A fan asked if we’ll see reduced costs for gem upgrades once the Auction House closes, since trading and item selling is really the only realistic way a player can assemble enough gold and gems and mats to upgrade to the higher level gems. The Blue reply offers hints and reassurances and leaves plenty of room for debate.
Grimiku: It’s true that removing the Auction House will change how easily a lot of players obtain various resources, and some things already have a steep cost. In addition to that, Reaper of Souls is going to have even more ways to spend what you earn. This means there might need to be some adjustments made to crafting costs, rewards for playing, or both, to make sure that players are progressing at a reasonable rate. It’s too early to say exactly what changes will be made, but we’ll do our best to make sure that it feels right.
Two points on this:
1) Don’t gems need a big boost in stats (not on weapons, but certainly on armor) in RoS and/or Loot 2.0? As the OP mentions, the higher levels of gems are in no way worth the amount of gold they cost, except for players at the very highest end of the gear curve, where even adding a few more stat points costs hundreds of millions. And that’s now, when a good item has maybe +100-200 stat, and often less. Loot 2.0 items we’ve seen previewed (or D3 console items now) often have +400 or more to a single affix, or to both Mainstat and VIT. Now a strong character with 2500 mainstat feels a real improvement from another 300 stat points from from 5 or 6 gems in their armor. If that same character has 4500 to mainstat in RoS, that 300 is going to seem pretty paltry. (And wildly overpriced for the benefit given.)2) Speaking of prices, gold costs are indeed high for gem upgrading, but materials are just as bad. Consult the cumulative price table on the Gems article in the wiki (or view the 4 highest ranks of gem in the image to the right) and you’ll see that to create a Radiant Star gem (L14) costs: 15400k gold, 1631 ToS, and 729 Flawless Squares. And most high geared players have 6 or 7 of those in their equipment, plus a Marquise in their weapon.
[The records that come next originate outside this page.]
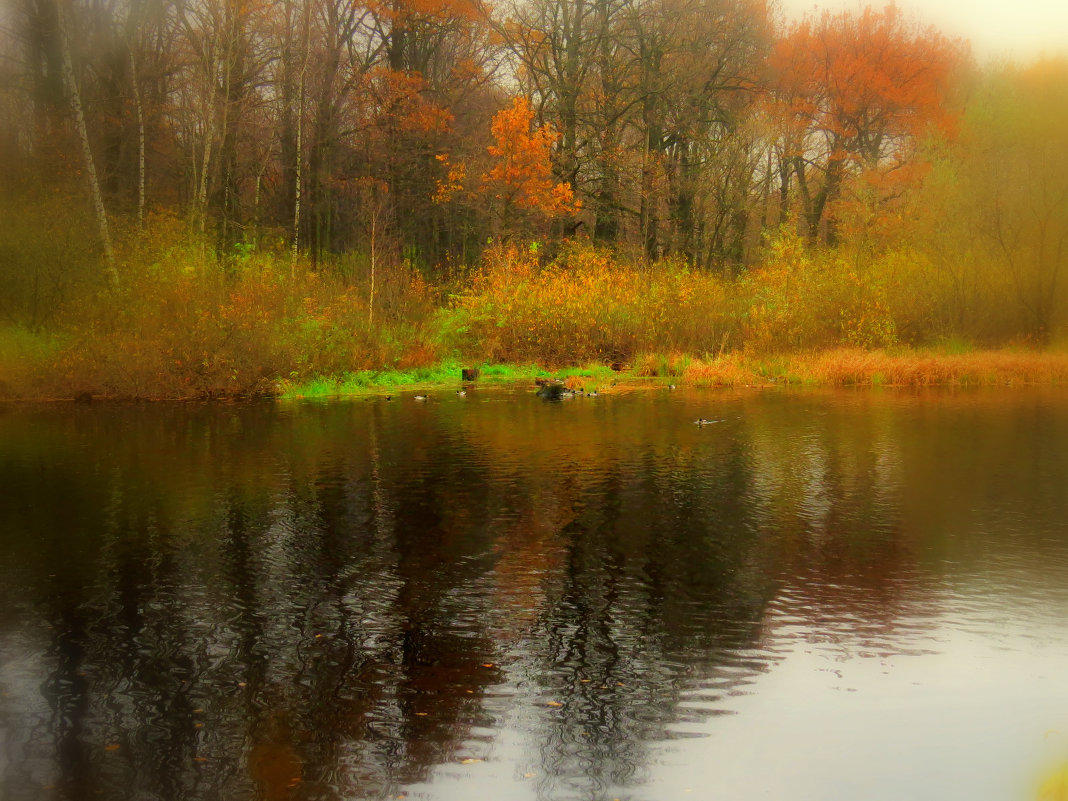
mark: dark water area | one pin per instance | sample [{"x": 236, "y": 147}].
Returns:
[{"x": 823, "y": 595}]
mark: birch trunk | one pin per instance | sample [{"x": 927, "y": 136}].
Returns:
[
  {"x": 300, "y": 147},
  {"x": 140, "y": 141},
  {"x": 94, "y": 185}
]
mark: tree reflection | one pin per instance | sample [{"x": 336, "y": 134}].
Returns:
[{"x": 333, "y": 602}]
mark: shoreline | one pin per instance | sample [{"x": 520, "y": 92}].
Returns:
[{"x": 837, "y": 367}]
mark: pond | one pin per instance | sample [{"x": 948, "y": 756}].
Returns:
[{"x": 822, "y": 595}]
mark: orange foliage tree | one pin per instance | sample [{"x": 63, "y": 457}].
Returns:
[
  {"x": 521, "y": 178},
  {"x": 854, "y": 93}
]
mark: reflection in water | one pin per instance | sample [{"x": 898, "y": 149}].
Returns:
[{"x": 507, "y": 598}]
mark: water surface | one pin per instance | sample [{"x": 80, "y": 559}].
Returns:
[{"x": 823, "y": 595}]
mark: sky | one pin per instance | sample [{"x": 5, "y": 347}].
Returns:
[{"x": 1021, "y": 30}]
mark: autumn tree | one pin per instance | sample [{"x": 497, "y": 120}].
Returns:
[
  {"x": 521, "y": 179},
  {"x": 853, "y": 93}
]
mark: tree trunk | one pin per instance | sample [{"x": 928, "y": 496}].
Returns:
[
  {"x": 294, "y": 249},
  {"x": 94, "y": 185},
  {"x": 140, "y": 144}
]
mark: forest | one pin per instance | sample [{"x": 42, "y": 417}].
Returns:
[{"x": 219, "y": 198}]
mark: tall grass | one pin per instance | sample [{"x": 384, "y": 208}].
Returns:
[
  {"x": 186, "y": 322},
  {"x": 584, "y": 307}
]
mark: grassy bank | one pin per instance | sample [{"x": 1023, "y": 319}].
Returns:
[
  {"x": 186, "y": 324},
  {"x": 839, "y": 367}
]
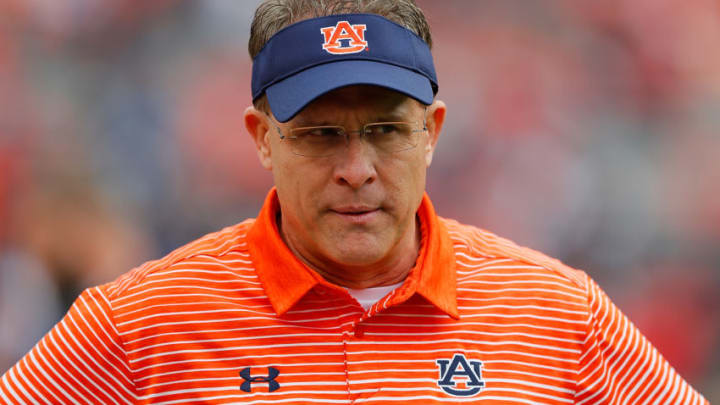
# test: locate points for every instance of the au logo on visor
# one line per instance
(344, 38)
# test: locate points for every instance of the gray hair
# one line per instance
(273, 15)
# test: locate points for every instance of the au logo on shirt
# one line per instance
(468, 371)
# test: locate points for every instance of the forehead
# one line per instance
(360, 101)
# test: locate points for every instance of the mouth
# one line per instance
(360, 214)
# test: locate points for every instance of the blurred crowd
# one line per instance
(587, 130)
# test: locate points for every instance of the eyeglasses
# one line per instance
(328, 140)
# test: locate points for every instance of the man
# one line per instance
(347, 288)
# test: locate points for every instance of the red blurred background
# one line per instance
(588, 130)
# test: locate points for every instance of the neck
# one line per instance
(391, 270)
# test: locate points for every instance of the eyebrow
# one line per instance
(384, 117)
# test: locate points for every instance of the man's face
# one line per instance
(356, 208)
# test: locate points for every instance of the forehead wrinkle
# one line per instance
(337, 111)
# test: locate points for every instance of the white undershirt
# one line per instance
(367, 297)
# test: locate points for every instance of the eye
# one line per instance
(318, 132)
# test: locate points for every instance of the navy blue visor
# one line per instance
(312, 57)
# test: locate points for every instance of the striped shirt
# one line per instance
(234, 317)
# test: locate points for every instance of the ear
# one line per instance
(435, 117)
(258, 126)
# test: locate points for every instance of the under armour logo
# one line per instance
(270, 379)
(460, 367)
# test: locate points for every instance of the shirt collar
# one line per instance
(286, 279)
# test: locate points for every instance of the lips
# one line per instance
(356, 214)
(354, 210)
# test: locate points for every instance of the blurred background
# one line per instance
(587, 130)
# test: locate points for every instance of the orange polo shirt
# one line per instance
(234, 317)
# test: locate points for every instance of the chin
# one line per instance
(359, 254)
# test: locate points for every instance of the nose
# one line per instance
(355, 166)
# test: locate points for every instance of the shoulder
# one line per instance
(214, 247)
(478, 251)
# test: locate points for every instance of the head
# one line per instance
(354, 209)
You might possibly have picked up that much gold during your entire D3 play time, and maybe 16000 Tomes of Secret, but I strongly doubt anyone has ever picked up 5000+ of the same type of Flawless Square gem. I’ve collected almost every FS gem I’ve seen for months at a time and never built up more than a few hundred of each. (Which I then upgrade as far as it can go, and/or sell.)
So are we doomed? I don’t think so; click through for the solution.
The console has no AH, and it cut gem costs considerably. They’re much lower on the gold cost and much much much lower on the gem cost. It only requires 2 of each gem to upgrade on the console, all the way up to Marquise. The PC version requires 2 gems up to Flawless Square, which is the highest quality that drops. From there on it requires 3 per upgrade, and that is a LOT of gems. Cutting it to 2 on the console make a big difference, but you probably don’t realize how much. It’s not a third less, it’s more than 90% less, thanks to the magic of exponential mathematics.
Run the numbers yourself: Going up from Flawless Squares on the console is 2 to the 7th power. That’s 128 (2/4/8/16/32/64/128) total gems to make a Marquis, and just 64 to make a Radiant Star. Currently on the PC version that’s 3 to the 7th, which is 2187 (3/9/27/81/243/729/2187). Really. It requires more gems to make a Flawless Star (L12) on the PC than a Marquis (L15) on the console.
That Grimiku isn’t reporting (and datamining hasn’t found) substantial cuts to gem upgrade costs (mats and gold) makes me think that the devs either haven’t given this any thought, or more likely that they have and there are a bunch of changes coming. Lower costs across the board is an easy fix. Or how about higher level gems or stacks of mats dropping (from special bosses or quest rewards?)?
The other potential fix that I’m also hoping for is some kind of robust trading system to replace the AH. At least to make it quick and easy to buy/sell commodities and materials, which are 1) a great way for poor players to earn gold and work their way up, and 2) time-consuming and annoying to self-gather for rich/powerful players.